Ketua Dewan Komisioner OJK Muliaman D. Hadad mengungkapkan, saat ini Indonesia masih minim dalam penyediaan sumber pembiayaan jangka panjang. Perbankan masih jadi sumber pembiayaan paling tinggi untuk pembangunan infrastruktur. Asuransi dan dana pensiun bisa dijadikan alternatif ini.

"Contoh sumber pembiayaan jangka panjang salah satunya asuransi dan dapen. Biasanya orang beli polis asuransi jangka panjang, asuransi jiwa biasanya sampai meninggal dunia. Demikian juga dana pensiun. Ini memiliki sumber-sumber dana jangka panjang, biasanya diambil kalau pensiun. Ini menjadi salah satunya. Kita bangun industri ini," kata Muliaman saat Acara Refleksi MP3EI di JCC Senayan, Jakarta, Rabu (3/9/2014).

SCROLL TO CONTINUE WITH CONTENT

Menurut Muliaman, alternatif pembiayaan tersebut didorong sebagai salah satu pengembangan Industri Keuangan Non Bank (IKNB).

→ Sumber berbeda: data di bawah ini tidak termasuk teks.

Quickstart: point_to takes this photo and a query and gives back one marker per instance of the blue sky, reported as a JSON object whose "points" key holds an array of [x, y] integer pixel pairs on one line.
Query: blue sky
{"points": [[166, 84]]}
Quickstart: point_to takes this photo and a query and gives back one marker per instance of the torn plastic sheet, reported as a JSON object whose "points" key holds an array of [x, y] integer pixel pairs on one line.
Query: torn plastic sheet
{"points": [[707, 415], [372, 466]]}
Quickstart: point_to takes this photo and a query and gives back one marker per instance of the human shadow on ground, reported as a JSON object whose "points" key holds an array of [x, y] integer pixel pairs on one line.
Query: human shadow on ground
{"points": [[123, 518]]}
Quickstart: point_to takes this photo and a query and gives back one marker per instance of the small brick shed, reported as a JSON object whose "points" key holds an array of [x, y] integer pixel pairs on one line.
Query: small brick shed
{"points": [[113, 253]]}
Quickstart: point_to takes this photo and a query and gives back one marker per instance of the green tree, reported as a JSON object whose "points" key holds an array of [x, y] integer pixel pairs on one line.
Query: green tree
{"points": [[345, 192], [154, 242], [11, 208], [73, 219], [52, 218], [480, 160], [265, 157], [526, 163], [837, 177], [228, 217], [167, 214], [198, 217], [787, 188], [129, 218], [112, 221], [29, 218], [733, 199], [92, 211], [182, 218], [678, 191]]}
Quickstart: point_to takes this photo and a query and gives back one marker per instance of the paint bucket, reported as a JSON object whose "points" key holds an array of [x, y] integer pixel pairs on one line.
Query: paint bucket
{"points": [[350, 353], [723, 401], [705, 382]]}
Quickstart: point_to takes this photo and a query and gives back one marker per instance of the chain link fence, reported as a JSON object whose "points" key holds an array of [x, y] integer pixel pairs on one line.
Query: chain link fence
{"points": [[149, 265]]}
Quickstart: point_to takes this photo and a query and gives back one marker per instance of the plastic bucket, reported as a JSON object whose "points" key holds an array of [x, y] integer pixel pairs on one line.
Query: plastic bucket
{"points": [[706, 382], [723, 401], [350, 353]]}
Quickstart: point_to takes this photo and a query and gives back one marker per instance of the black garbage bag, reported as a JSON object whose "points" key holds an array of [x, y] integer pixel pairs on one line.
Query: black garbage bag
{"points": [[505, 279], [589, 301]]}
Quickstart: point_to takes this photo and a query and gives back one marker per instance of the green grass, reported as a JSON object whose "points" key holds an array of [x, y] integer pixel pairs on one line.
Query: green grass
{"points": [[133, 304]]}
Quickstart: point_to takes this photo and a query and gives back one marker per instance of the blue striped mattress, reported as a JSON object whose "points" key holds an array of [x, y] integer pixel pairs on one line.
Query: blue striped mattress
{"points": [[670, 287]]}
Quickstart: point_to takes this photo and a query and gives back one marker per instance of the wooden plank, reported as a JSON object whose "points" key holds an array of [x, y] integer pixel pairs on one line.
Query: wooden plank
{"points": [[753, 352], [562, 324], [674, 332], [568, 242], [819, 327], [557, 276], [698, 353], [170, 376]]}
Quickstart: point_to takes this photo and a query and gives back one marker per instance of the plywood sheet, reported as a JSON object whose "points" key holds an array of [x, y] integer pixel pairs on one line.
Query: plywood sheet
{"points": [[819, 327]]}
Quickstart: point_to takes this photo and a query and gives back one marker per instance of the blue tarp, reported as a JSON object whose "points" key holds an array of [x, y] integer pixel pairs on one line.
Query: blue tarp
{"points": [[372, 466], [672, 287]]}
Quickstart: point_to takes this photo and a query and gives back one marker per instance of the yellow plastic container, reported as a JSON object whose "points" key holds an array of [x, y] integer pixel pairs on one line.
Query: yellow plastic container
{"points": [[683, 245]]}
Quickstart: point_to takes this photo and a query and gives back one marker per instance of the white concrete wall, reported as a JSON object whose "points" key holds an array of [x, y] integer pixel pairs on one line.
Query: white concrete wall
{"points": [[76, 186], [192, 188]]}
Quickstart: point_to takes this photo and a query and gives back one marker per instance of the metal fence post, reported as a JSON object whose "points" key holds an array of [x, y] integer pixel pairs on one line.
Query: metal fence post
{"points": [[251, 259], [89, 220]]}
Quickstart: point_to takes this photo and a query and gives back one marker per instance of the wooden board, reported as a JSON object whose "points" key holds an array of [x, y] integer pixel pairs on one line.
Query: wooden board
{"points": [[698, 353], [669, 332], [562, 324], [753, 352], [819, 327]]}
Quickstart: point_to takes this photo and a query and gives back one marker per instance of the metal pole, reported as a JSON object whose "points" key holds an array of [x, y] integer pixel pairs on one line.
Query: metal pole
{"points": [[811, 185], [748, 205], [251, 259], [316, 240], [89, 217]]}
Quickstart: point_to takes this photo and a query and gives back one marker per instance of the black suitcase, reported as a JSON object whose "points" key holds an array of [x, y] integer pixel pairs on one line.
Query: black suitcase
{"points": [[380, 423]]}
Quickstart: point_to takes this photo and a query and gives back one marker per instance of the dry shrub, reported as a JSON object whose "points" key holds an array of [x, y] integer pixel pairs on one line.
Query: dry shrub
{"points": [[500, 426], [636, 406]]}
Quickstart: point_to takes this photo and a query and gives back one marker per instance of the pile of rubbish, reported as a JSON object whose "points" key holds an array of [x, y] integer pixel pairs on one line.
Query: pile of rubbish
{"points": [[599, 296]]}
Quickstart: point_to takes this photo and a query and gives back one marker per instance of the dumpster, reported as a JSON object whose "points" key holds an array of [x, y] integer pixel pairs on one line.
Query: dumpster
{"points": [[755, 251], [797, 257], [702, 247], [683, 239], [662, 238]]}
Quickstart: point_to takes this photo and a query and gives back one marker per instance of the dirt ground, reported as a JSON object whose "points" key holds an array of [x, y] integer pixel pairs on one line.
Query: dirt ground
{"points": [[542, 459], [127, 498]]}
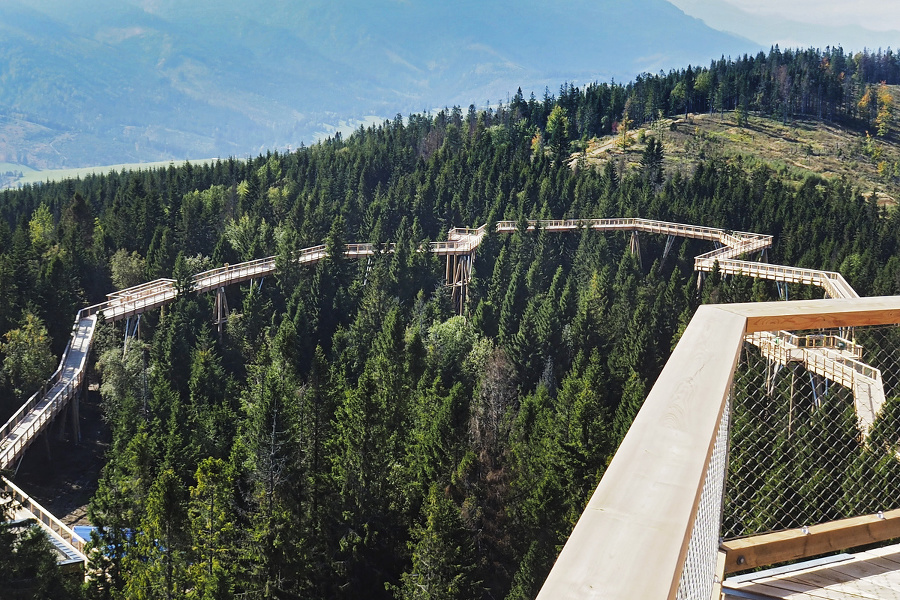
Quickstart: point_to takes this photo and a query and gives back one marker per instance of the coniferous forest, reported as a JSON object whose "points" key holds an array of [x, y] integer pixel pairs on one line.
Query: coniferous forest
{"points": [[348, 435]]}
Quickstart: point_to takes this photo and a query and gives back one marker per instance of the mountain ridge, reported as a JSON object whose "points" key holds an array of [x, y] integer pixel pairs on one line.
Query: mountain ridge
{"points": [[139, 81]]}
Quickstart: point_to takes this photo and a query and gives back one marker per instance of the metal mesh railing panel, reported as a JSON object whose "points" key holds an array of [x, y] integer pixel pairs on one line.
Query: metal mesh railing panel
{"points": [[698, 574], [815, 429]]}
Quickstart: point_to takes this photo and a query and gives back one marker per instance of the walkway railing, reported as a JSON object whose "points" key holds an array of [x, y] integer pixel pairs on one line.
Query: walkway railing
{"points": [[652, 527]]}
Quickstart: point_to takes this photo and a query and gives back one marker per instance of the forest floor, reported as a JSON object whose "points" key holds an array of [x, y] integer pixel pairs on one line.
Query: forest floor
{"points": [[64, 482], [796, 150]]}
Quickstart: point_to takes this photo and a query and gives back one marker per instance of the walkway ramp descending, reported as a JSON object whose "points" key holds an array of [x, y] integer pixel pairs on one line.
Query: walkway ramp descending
{"points": [[37, 413], [68, 544]]}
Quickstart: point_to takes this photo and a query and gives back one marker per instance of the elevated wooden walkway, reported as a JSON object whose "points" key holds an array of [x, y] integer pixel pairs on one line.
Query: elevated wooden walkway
{"points": [[459, 248]]}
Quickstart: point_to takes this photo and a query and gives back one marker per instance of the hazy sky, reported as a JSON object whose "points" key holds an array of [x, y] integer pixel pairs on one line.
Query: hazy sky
{"points": [[803, 23]]}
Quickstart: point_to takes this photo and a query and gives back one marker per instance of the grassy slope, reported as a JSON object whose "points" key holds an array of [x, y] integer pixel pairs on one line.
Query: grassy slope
{"points": [[796, 150]]}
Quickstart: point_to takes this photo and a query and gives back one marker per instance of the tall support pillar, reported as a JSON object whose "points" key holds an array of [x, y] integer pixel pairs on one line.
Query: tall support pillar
{"points": [[221, 309], [459, 273], [636, 247], [131, 332], [75, 413], [670, 241]]}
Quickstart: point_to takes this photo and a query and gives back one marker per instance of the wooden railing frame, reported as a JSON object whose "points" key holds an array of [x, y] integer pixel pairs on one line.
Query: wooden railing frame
{"points": [[45, 518], [632, 537], [795, 544]]}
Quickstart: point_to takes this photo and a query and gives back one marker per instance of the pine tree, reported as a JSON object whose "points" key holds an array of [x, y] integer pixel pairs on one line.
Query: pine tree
{"points": [[443, 555]]}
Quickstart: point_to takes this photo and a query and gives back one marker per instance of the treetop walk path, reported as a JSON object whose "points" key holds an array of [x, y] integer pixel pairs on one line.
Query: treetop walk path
{"points": [[62, 390]]}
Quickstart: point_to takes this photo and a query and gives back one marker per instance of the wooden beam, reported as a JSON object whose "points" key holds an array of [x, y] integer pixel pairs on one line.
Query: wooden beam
{"points": [[817, 314], [796, 544], [632, 538]]}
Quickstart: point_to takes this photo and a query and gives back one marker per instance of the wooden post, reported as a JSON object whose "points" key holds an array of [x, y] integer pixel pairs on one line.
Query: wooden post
{"points": [[221, 309]]}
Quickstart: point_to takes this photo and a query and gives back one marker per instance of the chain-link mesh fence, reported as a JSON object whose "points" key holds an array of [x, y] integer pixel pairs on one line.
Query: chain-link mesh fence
{"points": [[699, 572], [815, 431]]}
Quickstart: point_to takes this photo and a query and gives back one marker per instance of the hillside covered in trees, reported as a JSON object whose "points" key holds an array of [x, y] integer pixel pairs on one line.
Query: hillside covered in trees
{"points": [[348, 435]]}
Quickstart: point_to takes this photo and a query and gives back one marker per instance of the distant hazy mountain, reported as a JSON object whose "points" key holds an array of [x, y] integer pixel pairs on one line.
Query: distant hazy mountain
{"points": [[140, 80]]}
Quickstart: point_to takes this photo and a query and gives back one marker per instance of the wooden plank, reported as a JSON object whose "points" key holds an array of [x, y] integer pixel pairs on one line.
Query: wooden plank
{"points": [[817, 314], [794, 544], [631, 540], [840, 584], [887, 554], [776, 589]]}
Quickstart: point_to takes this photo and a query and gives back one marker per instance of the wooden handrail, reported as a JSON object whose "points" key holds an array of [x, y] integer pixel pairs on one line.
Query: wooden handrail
{"points": [[631, 540], [795, 544]]}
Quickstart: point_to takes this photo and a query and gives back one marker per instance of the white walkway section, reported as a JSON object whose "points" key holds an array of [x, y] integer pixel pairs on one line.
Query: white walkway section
{"points": [[68, 544], [18, 433]]}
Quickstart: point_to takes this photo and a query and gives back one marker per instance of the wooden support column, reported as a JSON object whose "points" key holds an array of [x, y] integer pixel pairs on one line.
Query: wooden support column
{"points": [[46, 437], [221, 309], [636, 247]]}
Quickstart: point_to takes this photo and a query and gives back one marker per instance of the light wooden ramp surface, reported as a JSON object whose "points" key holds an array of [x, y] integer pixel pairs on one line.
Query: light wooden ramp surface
{"points": [[874, 574]]}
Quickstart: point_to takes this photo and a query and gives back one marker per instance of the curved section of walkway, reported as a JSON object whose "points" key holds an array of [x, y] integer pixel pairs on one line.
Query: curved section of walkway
{"points": [[39, 411]]}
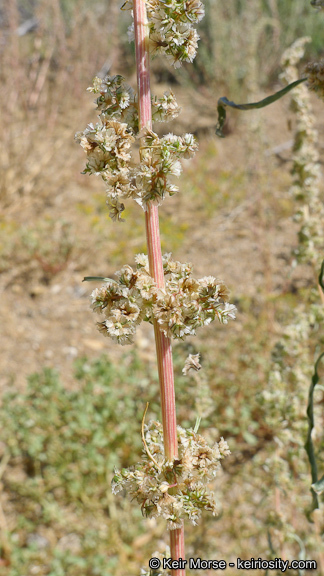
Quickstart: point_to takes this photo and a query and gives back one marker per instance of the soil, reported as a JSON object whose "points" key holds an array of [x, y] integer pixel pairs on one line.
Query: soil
{"points": [[247, 241]]}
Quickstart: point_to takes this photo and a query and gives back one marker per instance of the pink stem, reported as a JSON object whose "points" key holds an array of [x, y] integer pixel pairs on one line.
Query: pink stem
{"points": [[163, 343]]}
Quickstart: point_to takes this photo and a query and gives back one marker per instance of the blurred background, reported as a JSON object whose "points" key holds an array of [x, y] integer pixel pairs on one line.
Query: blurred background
{"points": [[72, 401]]}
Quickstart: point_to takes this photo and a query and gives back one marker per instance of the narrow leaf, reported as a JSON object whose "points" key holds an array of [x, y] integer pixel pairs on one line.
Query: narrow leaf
{"points": [[321, 277], [309, 447], [223, 102]]}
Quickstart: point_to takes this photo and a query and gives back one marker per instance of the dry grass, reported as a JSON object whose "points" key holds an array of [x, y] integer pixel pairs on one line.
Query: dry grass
{"points": [[233, 220]]}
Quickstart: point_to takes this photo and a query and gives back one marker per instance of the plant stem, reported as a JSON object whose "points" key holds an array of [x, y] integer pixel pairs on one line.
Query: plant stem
{"points": [[163, 343]]}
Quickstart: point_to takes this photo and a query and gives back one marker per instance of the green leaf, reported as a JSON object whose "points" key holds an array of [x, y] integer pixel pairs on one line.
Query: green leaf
{"points": [[318, 486], [223, 102], [321, 277], [90, 278], [309, 447]]}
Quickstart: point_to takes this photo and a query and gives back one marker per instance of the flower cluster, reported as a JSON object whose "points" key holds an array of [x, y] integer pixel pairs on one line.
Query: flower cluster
{"points": [[116, 100], [306, 167], [161, 571], [108, 143], [171, 28], [180, 308], [318, 4], [178, 489], [315, 75], [107, 147], [160, 160]]}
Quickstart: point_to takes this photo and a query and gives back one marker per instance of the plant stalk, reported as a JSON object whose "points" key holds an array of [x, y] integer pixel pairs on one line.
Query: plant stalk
{"points": [[163, 343]]}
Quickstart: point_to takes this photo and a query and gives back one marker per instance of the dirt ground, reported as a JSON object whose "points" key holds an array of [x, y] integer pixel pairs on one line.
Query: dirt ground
{"points": [[246, 239]]}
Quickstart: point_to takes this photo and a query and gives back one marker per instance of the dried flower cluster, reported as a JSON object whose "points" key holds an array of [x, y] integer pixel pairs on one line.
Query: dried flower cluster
{"points": [[158, 571], [315, 75], [292, 365], [306, 167], [108, 143], [172, 29], [178, 489], [180, 308]]}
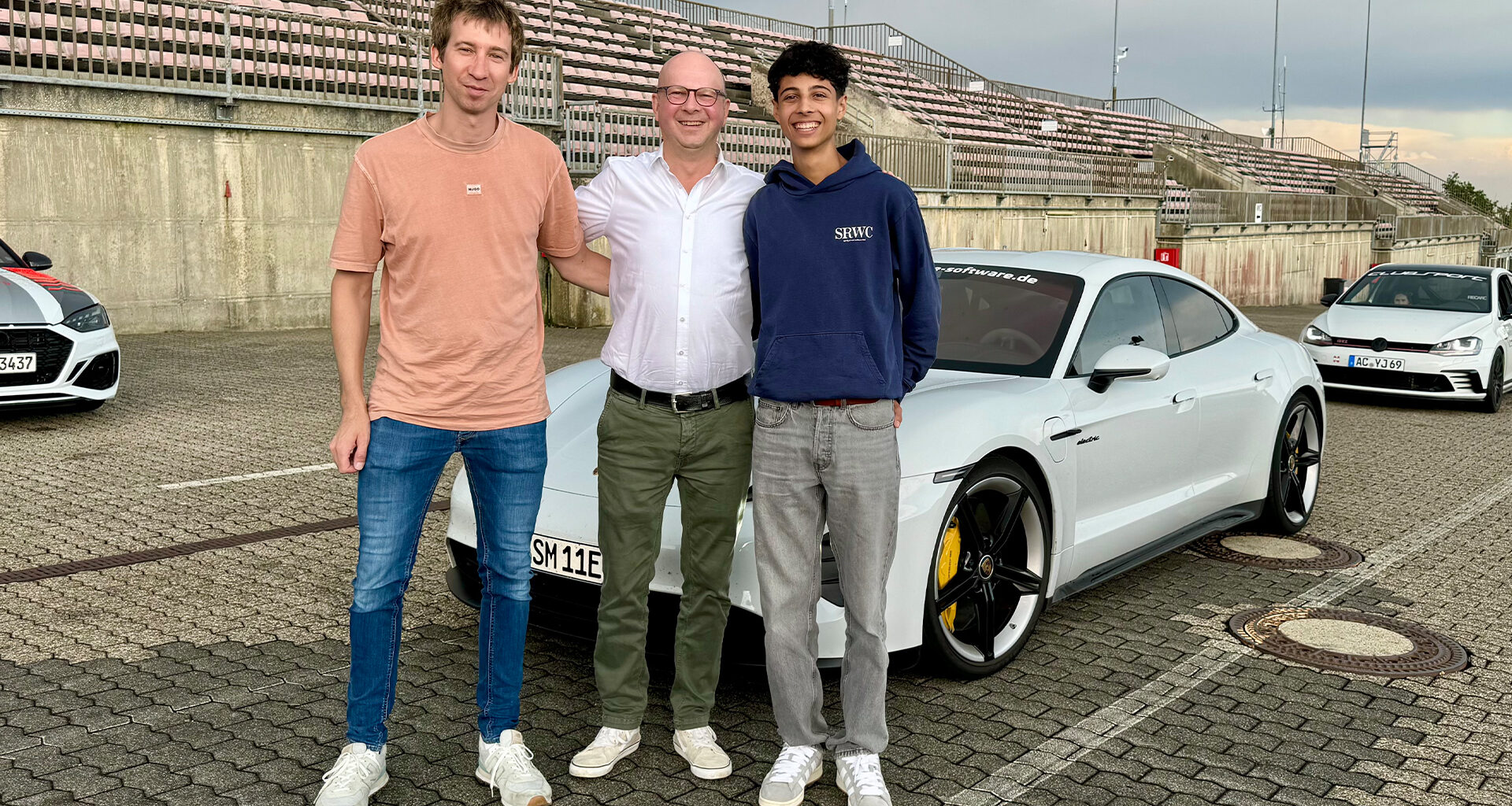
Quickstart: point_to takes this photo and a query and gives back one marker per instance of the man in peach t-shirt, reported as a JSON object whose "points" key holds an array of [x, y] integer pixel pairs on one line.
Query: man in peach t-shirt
{"points": [[457, 206]]}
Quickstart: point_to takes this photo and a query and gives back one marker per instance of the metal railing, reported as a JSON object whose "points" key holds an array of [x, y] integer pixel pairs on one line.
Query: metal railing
{"points": [[239, 52], [1163, 111], [1310, 147], [1040, 94], [700, 14], [593, 134], [1203, 206], [1411, 172]]}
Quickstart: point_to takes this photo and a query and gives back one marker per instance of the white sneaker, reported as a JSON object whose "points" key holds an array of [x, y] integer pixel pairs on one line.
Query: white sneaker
{"points": [[506, 766], [794, 770], [356, 775], [703, 753], [859, 776], [606, 749]]}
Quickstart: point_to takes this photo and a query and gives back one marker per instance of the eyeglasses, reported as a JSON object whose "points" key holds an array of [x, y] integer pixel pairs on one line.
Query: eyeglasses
{"points": [[678, 95]]}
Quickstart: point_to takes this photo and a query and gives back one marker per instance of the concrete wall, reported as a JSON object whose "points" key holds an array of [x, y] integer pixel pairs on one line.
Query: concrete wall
{"points": [[1094, 224], [138, 213], [1270, 264], [1451, 250]]}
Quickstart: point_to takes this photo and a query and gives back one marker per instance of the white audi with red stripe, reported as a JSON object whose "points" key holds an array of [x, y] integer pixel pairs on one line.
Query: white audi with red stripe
{"points": [[57, 342], [1420, 331]]}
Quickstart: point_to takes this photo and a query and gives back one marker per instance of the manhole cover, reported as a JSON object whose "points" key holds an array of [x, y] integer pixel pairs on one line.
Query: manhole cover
{"points": [[1295, 553], [1346, 640]]}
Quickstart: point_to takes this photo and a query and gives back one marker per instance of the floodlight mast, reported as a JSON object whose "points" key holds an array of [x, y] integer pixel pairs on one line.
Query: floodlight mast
{"points": [[1115, 52], [1364, 85], [1275, 47]]}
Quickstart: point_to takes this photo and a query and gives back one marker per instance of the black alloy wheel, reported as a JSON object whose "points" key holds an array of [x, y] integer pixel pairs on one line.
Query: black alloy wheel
{"points": [[988, 581], [1295, 468]]}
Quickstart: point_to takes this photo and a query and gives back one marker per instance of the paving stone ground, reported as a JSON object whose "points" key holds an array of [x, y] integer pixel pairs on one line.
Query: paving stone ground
{"points": [[218, 678]]}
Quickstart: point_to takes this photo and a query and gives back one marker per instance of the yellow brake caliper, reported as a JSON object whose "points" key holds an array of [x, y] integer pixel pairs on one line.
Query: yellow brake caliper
{"points": [[950, 563]]}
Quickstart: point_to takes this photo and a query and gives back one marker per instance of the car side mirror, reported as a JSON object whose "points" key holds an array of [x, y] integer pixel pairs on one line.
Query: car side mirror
{"points": [[1132, 362], [38, 261]]}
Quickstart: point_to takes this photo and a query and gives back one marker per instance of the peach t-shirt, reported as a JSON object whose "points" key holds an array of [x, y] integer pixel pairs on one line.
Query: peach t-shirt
{"points": [[458, 229]]}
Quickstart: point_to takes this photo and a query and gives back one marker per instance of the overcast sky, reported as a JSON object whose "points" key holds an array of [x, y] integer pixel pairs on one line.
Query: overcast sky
{"points": [[1440, 70]]}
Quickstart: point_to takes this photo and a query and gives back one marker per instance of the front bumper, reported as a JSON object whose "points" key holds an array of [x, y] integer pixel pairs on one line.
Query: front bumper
{"points": [[1421, 374], [72, 364]]}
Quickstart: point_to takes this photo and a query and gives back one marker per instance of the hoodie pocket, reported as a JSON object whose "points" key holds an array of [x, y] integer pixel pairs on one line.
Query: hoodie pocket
{"points": [[841, 359]]}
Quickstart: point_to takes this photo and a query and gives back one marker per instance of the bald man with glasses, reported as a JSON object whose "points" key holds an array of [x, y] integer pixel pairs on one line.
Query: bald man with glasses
{"points": [[678, 407]]}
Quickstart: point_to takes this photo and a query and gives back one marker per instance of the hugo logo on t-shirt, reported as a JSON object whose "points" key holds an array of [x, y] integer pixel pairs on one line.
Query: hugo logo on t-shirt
{"points": [[850, 235]]}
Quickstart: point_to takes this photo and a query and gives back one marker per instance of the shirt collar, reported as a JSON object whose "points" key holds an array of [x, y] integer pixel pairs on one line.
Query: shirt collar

"Kita tahu ada BPJS baik kesehatan maupun ketenagakerjaan. Tentu juga ada lembaga lain untuk dana jangka panjang. Sudah waktunya pembiayaan jangka panjang merestrukturisasi di luar perbankan

Muliaman menyebutkan, pihaknya ingin mendorong sumber pembiayaan di sektor non bank seperti asuransi dan dana pensiun selain pengembangan pasar modal. OJK sebagai otoritas di industri keuangan perlu melibatkan seluruh sektor yang ada.

"Sekarang tugas OJK akan melibatkan industri keuangan termasuk non bank untuk terlibat semuanya. Tidak mungkin bergantung pada bank saja. Dana bank itu jangka pendek. Kemungkinan mismatch-nya besar kalau untuk keperluan jangka panjang. Sehingga kita perlu dukungan pasar modal, perlu dukungan lembaga asuransi," pungkasnya.